Limitations & Future Work

  • Dependency on document graph quality: Ablation shows that if document embeddings fail to capture similarity structures, RGS fails along with the baselines; it assumes the "document cluster structure" is a reliable backbone.
  • Reranker ceiling: Error analysis admits final accuracy is limited by the reranker's preference misalignment with ground truth. More budget cannot fix an answer that was "found but not selected."
  • Complexity sensitivity to \(L\): Reranker calls scale roughly as \(O(L^2/w)\). As the search list length \(L\) increases, costs grow quadratically, necessitating hyperparameter tuning of \(L\) relative to budget.
  • Gap in theoretical guarantees: Greedy graph search lacks worst-case guarantees, and the bi-metric accuracy guarantee relies on the assumption that vector similarity approximates reranker scores, which might not strictly hold in reasoning tasks.
  • vs. GAR / RAR / SlideGAR: These explore graph frontiers to bypass sequential bottlenecks but were mostly validated on classic TREC and (in SlideGAR's case) pick frontier subsets based on vector similarity. RGS maintains a full reranker-sorted list to simulate standard beam search, yielding larger gains on complex modern retrieval tasks (BRIGHT/M-BEIR).
  • vs. Retrieve-and-Rerank (Sequential): Both use the same embedding+reranker pair, but RR freezes a top-k set, capping accuracy by first-stage recall. RGS allows the candidate set to grow dynamically, reaching correct documents positioned very late in embedding rankings.
  • vs.
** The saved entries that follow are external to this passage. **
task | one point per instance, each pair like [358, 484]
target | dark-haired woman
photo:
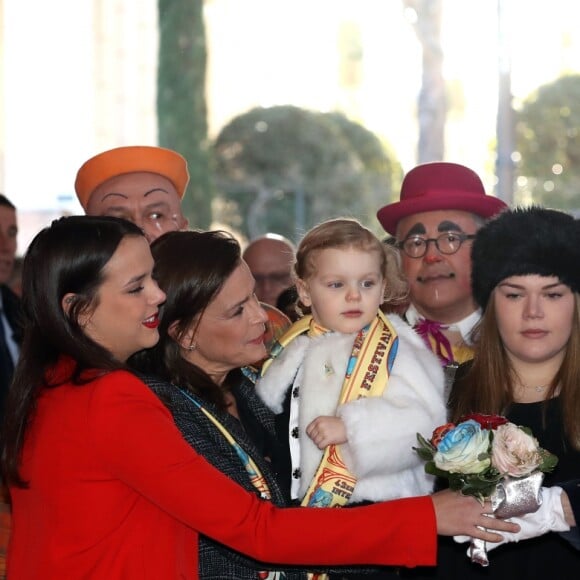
[526, 279]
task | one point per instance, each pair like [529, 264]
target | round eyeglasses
[447, 243]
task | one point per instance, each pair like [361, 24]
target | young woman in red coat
[104, 486]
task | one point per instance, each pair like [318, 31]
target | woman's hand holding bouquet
[488, 457]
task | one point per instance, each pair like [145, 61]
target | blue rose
[464, 449]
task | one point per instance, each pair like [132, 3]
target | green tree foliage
[181, 105]
[284, 169]
[548, 141]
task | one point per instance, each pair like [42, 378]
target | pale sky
[267, 52]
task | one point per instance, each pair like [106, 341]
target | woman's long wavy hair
[67, 257]
[488, 386]
[191, 267]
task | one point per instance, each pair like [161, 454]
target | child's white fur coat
[381, 431]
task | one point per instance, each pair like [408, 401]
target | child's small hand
[325, 431]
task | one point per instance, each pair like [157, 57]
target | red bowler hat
[436, 186]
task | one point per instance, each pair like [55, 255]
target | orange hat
[134, 159]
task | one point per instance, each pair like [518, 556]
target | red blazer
[115, 492]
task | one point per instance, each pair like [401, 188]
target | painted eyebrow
[124, 196]
[416, 230]
[521, 287]
[449, 226]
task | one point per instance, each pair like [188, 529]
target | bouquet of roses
[488, 457]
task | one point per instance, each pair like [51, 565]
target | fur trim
[524, 241]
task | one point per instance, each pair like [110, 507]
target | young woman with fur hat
[526, 279]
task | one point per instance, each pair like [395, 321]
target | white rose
[514, 452]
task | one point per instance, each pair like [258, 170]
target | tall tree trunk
[432, 98]
[181, 105]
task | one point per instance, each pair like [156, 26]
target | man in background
[10, 338]
[270, 258]
[144, 185]
[10, 321]
[441, 207]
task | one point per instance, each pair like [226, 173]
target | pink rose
[514, 452]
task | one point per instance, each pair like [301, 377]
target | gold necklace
[538, 388]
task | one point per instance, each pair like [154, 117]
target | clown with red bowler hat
[441, 207]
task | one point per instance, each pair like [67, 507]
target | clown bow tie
[430, 331]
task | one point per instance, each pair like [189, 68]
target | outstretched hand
[325, 431]
[455, 511]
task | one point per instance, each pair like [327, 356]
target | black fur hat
[524, 241]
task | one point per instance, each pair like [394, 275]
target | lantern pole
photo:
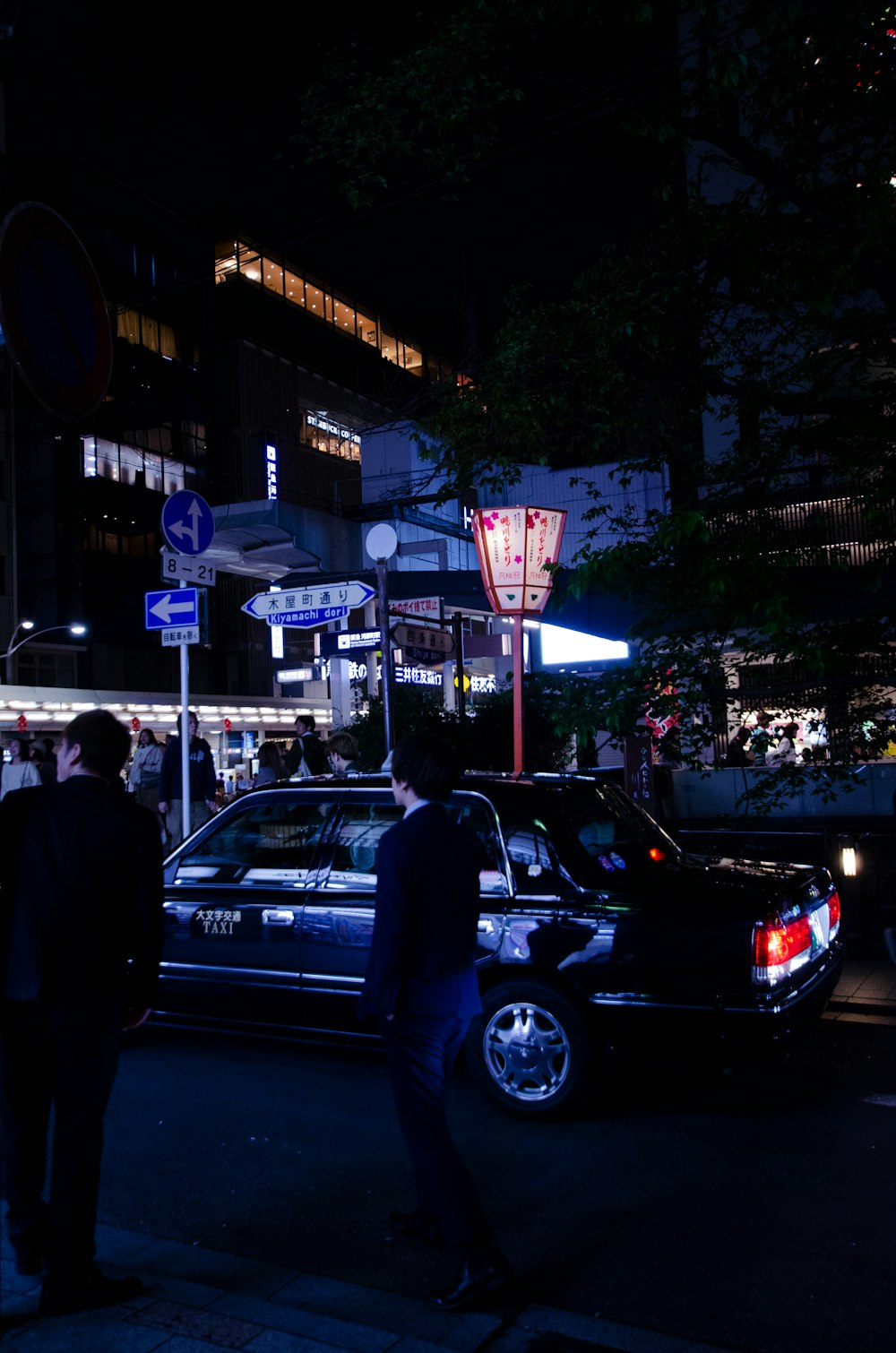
[516, 548]
[517, 695]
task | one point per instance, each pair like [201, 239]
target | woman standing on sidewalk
[19, 771]
[145, 769]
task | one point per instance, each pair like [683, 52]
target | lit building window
[339, 312]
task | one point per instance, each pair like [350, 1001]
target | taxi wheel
[530, 1050]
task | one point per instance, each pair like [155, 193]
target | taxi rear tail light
[780, 950]
[834, 914]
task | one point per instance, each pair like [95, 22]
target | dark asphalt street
[752, 1211]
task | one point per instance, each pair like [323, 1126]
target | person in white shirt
[19, 771]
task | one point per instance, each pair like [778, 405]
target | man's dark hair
[344, 745]
[428, 763]
[105, 743]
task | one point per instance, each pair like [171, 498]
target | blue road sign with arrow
[187, 522]
[179, 607]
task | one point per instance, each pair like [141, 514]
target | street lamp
[514, 547]
[73, 628]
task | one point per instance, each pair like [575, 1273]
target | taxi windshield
[602, 820]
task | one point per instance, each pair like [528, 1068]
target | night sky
[194, 108]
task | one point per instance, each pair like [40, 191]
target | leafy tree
[757, 305]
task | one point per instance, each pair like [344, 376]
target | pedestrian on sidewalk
[202, 784]
[423, 987]
[80, 899]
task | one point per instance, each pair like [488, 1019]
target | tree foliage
[739, 348]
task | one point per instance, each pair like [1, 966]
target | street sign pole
[185, 732]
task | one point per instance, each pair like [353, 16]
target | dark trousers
[61, 1057]
[420, 1055]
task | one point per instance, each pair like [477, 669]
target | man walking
[307, 750]
[80, 896]
[202, 784]
[423, 987]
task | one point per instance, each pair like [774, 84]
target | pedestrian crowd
[763, 745]
[77, 851]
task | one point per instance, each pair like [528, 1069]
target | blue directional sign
[187, 522]
[177, 607]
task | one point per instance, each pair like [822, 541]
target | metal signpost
[188, 527]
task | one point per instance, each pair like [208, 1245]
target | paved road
[750, 1211]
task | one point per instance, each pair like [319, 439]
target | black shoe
[60, 1297]
[418, 1226]
[472, 1283]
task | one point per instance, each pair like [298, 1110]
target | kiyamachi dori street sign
[305, 608]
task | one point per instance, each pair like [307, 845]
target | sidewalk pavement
[196, 1300]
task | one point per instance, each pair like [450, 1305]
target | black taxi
[597, 934]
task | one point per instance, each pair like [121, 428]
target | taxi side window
[270, 843]
[533, 861]
[354, 862]
[479, 820]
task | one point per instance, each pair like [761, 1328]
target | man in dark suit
[306, 747]
[80, 894]
[421, 984]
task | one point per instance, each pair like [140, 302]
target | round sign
[187, 522]
[381, 541]
[53, 312]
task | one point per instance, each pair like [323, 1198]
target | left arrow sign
[167, 608]
[172, 608]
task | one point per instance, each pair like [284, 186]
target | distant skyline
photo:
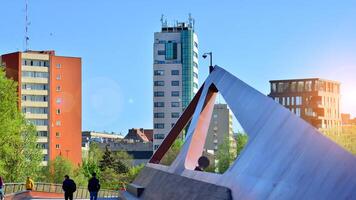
[257, 41]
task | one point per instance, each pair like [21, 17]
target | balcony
[34, 92]
[34, 68]
[34, 104]
[42, 139]
[42, 128]
[34, 80]
[36, 116]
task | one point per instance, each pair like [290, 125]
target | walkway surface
[42, 196]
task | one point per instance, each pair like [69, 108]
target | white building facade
[175, 75]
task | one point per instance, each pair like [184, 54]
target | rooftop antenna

Graph ANN (DiskANN/HNSW): RGS reuses DiskANN's proximity graph as a backbone but switches the search metric from "vector inner product" to "reranker score," representing a practical application of the bi-metric framework (Xu et al. 2024) in the reranking context.

Rating

  • Novelty: ⭐⭐⭐⭐⭐ Adapting beam search for reranker task selection is a novel and logical extension of graph ANN concepts.
  • Experimental Thoroughness: ⭐⭐⭐⭐ Solid across three benchmarks with multiple embeddings/rerankers and perturbation analysis, though sampling 100 queries for M-BEIR is a minor limitation.
  • Writing Quality: ⭐⭐⭐⭐⭐ Clear progression from motivation to method and analysis. The Figure 1 example and error analysis effectively explain the mechanism.
  • Value: ⭐⭐⭐⭐ Provides stable improvements under fixed reranker budgets, offering direct utility for reasoning-intensive retrieval and LLM reranker deployment.